Due to the ever-increasing environmental pollution becoming progressively more serious, wind power has been widely used around the world in recent years. However, because of their randomness and intermittence, the accurate prediction of wind speeds is difficult. To address this problem, this article proposes a hybrid system for short-wind-speed prediction. The system combines the autoregressive differential moving average (ARIMA) model with a three-layer feedforward neural network. An ARIMA model was employed to predict linear patterns in series, while a feedforward neural network was used to predict the nonlinear patterns in series. To improve accuracy of the predictions, the neural network models were trained by using two methods: first-order transition rules and fuzzy first-order transition rules.

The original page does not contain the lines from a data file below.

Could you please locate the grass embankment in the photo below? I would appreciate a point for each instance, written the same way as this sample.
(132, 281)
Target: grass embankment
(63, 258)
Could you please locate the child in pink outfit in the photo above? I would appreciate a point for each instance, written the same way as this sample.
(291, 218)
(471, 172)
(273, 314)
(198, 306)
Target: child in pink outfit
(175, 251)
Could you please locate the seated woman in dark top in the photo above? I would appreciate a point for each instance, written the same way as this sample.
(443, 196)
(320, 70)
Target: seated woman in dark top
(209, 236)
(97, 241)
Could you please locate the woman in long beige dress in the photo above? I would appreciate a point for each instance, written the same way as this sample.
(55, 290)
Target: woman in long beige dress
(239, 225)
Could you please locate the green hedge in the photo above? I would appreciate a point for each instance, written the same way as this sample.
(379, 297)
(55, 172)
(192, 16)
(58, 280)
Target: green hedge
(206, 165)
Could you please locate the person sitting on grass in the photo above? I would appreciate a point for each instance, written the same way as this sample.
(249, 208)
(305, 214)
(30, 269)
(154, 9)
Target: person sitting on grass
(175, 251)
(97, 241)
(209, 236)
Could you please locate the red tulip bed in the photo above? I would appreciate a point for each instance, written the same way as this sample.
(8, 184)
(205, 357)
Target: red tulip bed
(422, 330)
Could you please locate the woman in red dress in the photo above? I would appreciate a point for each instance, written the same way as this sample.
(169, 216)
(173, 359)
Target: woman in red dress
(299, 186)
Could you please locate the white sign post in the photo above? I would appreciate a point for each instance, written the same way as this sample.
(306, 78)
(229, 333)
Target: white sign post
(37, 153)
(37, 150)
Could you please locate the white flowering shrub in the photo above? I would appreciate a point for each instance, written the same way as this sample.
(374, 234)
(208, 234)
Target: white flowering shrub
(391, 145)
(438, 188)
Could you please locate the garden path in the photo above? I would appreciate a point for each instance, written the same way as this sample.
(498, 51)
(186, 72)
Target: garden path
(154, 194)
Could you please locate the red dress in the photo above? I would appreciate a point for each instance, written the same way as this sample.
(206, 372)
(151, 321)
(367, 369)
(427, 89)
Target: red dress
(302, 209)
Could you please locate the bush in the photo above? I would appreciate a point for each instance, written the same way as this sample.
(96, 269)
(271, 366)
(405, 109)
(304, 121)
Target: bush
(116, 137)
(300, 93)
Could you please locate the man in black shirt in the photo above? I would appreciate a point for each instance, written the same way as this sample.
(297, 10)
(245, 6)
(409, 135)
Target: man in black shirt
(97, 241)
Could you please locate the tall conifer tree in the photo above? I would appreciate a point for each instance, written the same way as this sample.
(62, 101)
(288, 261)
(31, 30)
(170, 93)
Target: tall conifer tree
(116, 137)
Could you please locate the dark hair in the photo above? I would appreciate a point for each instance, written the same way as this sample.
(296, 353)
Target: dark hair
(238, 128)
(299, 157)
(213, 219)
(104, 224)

The Levenberg–Marquardt (LM) algorithm was applied to update the weight and deviation of each layer of neural network. The dominance matrix method was employed to calculate the weight of the hybrid system, which was used to establish the linear hybrid system. To evaluate the performance, three statistical indices were used: the mean square error (MSE), the root mean square error (RMSE) and the mean absolute percentage error (MAPE). A set of Lorenz-63 simulated values and two datasets collected from different wind fields in Qilian County, Qinghai Province, China, were utilized as to perform a comparative study. The results show the following: (a) compared with the neural network trained by first-order transition rules, the prediction accuracy of the neural network trained by the fuzzy first-order transition rules was higher; (b) the proposed hybrid system attains superior performance compared with a single model; and (c) the proposed hybrid system balances the forecast accuracy and convergence speed simultaneously during forecasting. Therefore, it was feasible to apply the hybrid model to the prediction of real time-series.